Nel giro di otto giorni si saprà se il manager, che è stato sentito a Milano dal gip, potrà tornare a casa. Intanto trapelano informazioni sullo stato dell’indagine condotta dal pm Giangiacomo Pilia: l’inchiesta è prossima alla chiusura e la notifica del 415 bis riguarderà tutte e ventinove le persone coinvolte, non solo le tre colpite dalle misure cautelari e le nove per le quali è stata applicata la misura del sequestro per equivalente dei beni.
Quello che si profila, attorno al crac dell’industria di laminati d’alluminio fallita nel 2009, è quindi un processo-kolossal, che nasce da un fallimento di proporzioni altrettanto colossali. Dove le posizioni degli indagati, seppure legate dall’accusa di concorso in bancarotta fraudolenta, vanno separate: da una parte amministratori e consulenti diretti, che hanno assunto le decisioni e che per l’accusa hanno scelto di ritardare il fallimento di un’azienda da considerarsi in stato di decozione fin dal 1997 - era stata costituita il 26 febbraio 2006 - per incassare almeno in parte il contributo di 22 milioni di euro deliberato dal ministero dell’industria in base agli accordi sul contratto d’area del Sulcis.
Dall’altra ci sono gli organi di controllo, la schiera di amministratori dell’Ila prima dell’acquisto da parte del gruppo che fa capo a Rober Carboni, con Binetti e Stefania Gambacorta, poi i sindaci. Si tratta di Gianfranco Molinas, re del sughero in Gallura, Marcello Usai, Luciano Peri, Salvatore Rivano, Pierino Molinas, Agostino Orlandi, Carlo Carraro e Giovanni Mainardi, che facevano parte dei consigli di amministrazione.
Poi i componenti i collegi sindacali Giorgio Ledda, Carlo Deidda, Antonello Melis, Enrico Mandras, Alberto Meconcelli, Luigi Piano, Antonio Muscas, Stefano Scano, Caterina Arca e Gianluca Fadda.

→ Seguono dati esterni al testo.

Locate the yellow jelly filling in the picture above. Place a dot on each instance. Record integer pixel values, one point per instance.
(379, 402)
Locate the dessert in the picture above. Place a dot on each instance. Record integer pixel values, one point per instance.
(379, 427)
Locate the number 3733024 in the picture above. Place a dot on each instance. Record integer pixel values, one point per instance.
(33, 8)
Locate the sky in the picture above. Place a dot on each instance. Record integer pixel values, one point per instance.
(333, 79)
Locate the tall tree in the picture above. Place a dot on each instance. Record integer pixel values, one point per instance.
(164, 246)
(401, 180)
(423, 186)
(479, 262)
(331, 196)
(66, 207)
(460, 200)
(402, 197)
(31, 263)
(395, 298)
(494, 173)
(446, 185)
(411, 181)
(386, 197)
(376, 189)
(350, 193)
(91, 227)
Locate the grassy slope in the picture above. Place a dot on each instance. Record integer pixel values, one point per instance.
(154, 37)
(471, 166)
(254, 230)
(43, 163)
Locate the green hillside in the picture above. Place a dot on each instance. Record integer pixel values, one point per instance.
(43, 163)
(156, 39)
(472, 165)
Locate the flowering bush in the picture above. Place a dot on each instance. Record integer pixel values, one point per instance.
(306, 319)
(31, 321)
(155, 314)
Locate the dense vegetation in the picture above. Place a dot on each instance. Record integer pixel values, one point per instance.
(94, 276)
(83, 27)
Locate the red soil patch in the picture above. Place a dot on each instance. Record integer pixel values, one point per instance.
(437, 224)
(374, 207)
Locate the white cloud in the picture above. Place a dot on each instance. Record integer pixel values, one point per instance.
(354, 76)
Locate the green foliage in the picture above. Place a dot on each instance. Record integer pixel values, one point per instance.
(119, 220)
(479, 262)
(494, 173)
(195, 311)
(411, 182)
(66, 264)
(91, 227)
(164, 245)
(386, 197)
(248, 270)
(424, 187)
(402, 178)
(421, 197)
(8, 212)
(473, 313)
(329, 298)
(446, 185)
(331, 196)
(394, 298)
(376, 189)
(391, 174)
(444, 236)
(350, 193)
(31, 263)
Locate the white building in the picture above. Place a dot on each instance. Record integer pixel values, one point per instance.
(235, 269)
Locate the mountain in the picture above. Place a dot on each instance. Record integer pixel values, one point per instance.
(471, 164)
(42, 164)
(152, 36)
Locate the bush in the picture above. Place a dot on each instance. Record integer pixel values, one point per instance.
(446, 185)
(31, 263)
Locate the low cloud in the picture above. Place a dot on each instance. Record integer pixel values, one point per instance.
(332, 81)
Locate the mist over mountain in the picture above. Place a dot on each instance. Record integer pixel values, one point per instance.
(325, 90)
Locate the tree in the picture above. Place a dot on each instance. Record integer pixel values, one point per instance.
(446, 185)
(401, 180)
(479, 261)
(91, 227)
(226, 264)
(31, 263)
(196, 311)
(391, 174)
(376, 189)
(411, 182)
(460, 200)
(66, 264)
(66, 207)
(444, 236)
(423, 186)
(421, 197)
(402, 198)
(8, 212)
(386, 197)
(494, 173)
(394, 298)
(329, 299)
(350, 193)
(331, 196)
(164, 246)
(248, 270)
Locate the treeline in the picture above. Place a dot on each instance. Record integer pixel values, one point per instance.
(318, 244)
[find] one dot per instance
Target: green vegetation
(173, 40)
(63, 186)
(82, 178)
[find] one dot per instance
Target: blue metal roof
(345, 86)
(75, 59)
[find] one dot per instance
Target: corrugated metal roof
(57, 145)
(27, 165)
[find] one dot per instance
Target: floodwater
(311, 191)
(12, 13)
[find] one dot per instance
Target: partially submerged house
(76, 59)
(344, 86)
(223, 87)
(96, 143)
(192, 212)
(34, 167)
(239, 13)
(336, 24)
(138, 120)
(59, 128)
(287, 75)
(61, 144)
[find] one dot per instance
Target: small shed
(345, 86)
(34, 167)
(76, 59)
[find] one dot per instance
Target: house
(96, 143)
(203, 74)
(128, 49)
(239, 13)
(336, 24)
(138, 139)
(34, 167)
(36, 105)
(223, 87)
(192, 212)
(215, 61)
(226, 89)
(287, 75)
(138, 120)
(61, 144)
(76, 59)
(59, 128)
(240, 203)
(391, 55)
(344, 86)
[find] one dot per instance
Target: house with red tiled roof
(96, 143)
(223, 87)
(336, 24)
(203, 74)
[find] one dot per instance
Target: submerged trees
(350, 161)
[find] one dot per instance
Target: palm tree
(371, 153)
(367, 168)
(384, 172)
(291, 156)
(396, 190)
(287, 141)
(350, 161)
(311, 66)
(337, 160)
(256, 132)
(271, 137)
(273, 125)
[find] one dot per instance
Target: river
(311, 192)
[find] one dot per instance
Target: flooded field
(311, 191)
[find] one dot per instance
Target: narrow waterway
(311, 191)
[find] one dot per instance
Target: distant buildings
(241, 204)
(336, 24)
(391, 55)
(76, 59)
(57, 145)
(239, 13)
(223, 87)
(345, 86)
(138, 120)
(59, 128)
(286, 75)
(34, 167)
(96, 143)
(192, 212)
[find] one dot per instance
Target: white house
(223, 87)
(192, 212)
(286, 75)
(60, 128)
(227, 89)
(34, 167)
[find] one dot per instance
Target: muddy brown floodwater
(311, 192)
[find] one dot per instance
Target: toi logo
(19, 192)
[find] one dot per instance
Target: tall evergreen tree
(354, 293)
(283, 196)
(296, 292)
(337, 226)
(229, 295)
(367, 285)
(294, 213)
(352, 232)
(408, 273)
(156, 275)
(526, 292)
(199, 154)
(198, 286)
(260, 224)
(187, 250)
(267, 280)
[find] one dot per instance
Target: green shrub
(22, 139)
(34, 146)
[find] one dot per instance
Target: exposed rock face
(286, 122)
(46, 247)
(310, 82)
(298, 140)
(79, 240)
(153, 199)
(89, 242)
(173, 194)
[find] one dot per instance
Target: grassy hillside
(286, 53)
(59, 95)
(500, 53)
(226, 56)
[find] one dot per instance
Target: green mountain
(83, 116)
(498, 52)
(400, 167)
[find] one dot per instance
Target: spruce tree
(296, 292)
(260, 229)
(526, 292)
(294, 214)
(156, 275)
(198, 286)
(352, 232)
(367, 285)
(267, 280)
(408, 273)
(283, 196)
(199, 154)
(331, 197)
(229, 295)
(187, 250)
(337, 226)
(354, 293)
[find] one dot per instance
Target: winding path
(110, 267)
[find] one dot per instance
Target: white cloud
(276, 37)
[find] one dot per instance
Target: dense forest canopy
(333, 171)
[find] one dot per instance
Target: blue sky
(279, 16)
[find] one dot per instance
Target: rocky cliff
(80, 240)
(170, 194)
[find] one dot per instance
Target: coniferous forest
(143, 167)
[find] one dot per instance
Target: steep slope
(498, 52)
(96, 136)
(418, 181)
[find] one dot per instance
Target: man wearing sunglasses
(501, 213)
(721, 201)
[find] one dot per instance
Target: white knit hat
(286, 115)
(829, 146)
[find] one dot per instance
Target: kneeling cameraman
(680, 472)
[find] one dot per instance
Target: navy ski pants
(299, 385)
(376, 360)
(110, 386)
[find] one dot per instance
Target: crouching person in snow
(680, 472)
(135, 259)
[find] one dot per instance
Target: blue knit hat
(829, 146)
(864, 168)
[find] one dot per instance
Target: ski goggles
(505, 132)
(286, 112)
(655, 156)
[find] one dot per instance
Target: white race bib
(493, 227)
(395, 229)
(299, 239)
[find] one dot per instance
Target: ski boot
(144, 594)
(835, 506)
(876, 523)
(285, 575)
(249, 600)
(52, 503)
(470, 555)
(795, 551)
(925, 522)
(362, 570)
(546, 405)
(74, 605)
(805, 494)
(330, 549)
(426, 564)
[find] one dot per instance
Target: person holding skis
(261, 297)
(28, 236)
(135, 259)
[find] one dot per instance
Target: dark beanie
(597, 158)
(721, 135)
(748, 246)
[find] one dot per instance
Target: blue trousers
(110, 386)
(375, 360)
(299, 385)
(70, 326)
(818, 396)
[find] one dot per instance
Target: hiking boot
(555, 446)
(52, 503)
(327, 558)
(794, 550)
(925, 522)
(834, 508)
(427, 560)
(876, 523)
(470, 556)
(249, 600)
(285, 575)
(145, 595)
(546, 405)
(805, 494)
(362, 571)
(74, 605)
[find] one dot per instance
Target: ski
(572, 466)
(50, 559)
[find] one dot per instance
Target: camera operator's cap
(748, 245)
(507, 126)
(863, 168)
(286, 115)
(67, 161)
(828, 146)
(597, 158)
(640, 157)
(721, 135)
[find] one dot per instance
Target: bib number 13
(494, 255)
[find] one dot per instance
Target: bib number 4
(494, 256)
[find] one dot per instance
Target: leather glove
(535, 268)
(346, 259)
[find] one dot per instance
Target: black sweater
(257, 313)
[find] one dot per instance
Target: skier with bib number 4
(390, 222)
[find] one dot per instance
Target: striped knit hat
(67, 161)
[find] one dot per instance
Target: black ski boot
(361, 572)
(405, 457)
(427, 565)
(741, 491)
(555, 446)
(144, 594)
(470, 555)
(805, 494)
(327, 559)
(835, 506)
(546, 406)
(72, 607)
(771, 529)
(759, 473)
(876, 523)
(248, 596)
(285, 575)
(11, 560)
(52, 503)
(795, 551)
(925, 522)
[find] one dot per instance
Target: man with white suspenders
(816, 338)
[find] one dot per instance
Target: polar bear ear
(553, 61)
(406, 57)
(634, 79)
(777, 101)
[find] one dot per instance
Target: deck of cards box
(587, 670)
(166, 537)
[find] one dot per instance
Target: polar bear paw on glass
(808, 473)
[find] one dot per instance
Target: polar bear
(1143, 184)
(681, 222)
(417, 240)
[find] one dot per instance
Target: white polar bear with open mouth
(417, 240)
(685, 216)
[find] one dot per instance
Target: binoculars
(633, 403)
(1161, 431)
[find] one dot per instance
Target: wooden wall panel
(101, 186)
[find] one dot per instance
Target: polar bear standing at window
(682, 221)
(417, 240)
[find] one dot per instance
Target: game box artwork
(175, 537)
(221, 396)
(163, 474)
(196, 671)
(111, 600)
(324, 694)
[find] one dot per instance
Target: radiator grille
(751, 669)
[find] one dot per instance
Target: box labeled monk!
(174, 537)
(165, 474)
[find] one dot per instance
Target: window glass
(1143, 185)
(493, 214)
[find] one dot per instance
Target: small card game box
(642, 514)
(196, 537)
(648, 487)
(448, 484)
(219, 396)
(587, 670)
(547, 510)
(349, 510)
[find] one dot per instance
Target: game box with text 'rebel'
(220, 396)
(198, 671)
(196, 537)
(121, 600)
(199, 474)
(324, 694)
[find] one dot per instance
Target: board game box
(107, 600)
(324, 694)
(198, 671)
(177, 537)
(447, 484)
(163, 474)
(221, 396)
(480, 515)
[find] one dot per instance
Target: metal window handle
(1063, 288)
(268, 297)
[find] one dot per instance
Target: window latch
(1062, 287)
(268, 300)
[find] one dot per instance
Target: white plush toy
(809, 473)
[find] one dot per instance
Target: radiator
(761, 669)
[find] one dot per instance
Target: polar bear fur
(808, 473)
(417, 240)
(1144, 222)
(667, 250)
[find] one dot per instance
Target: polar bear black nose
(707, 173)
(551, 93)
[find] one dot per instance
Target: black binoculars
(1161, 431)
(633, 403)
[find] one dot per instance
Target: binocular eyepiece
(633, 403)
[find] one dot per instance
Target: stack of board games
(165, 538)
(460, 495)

Del tutto esterna la posizione di Ugo Cappellacci, indagato perché da consulente del pubblico ministero della prima inchiesta Guido Pani ha consegnato nel 2001 una relazione sull’Ila che ha convinto il magistrato a dissequestrare la prima tranche da cinque milioni del contributo pubblico.
La Nuova Sardegna del 24 Maggio 2011.